Problemy z wentylacją grawitacyjną
Brak wydajnego układu wentylacji w budynku może być przyczyną wielu dotkliwych problemów ze zdrowiem. W niewentylowanych pomieszczeniach zaczyna powiewać stęchlizną, zaś w powietrzu ciągle przemieszcza się kurz, alergeny, zarodniki grzybów czy finalnie wilgoć. W nasiąkniętych wilgotnością pomieszczeniach, do jakich klasyfikują się przykładowo łazienki, które pozbawione są prawidłowej wentylacji mogą powstawać spore skupiska pleśni. Także w pozostałych pomieszczeniach w budynku, np. za sprzętami może zalęgnąć się pleśń. W takich warunkach nie trudno o kłopoty z oddychaniem, częste nawroty przewlekłych ataków kaszlu, nie wspominając o tym jak niezwykle niekomfortowo w takich warunkach czują się osoby z uczuleniami.
O ile wnętrze wyposażone jest wyłącznie w system wentylacji grawitacyjnej może to dowodzić tego iż nie radzi sobie ona skutecznie z dostarczeniem odpowiedniej ilości powietrza do wnętrza. Przykładem skrajnym jest blokowanie wentylacji w sposób celowy przez zakrywanie kratek wentylacyjnych.
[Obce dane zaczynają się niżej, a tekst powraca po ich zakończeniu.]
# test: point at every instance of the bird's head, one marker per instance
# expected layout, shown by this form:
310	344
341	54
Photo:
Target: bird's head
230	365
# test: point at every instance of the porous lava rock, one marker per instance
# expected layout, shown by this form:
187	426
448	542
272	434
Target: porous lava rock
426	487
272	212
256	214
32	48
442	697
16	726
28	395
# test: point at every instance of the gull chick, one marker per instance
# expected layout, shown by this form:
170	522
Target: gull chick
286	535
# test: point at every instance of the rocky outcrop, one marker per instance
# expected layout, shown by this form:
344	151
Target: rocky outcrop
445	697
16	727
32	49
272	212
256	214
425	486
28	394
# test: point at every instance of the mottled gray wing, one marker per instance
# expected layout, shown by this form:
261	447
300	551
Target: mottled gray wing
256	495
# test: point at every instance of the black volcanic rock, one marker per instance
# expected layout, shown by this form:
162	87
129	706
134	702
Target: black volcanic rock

Celem jest w takim przypadku ograniczenie uciekania ciepła zimą, tymczasem jest to niezmiernie niewłaściwe oraz ryzykowne zachowanie, które może skończyć się wizytą u lekarza albo w najnieszczęśliwszym wypadku w szpitalu.
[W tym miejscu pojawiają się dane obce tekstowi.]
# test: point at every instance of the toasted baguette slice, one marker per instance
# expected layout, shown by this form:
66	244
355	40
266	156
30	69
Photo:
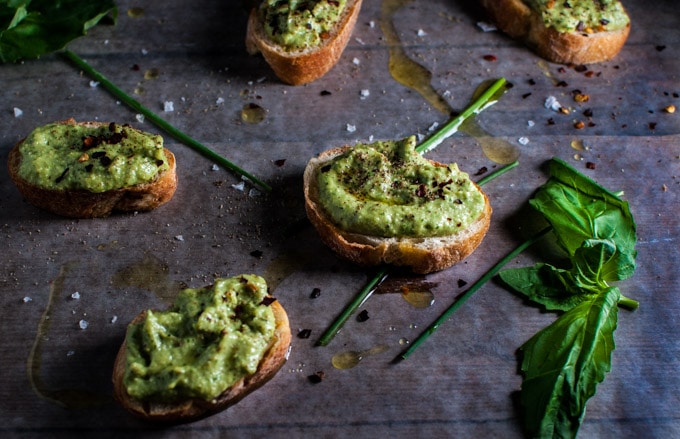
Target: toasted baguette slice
86	204
421	255
300	67
193	409
521	22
Gdy wentylacja grawitacyjna nie spełnia swej roli należy wesprzeć ją zamontowaniem wentylatorów w przewodach wentylacyjnych, które wspomogą cyrkulację powietrza przez wymuszenie wyraźniejszej wymiany. Jednym z dostępnych wyjść jest np. zamontowanie czasowego wyłącznika wentylatora w toalecie aby wywiać nadmiar wilgoci. W tej formie ograniczymy stopień wilgoci i zminimalizujemy warunki, w których rozwija się pleśń.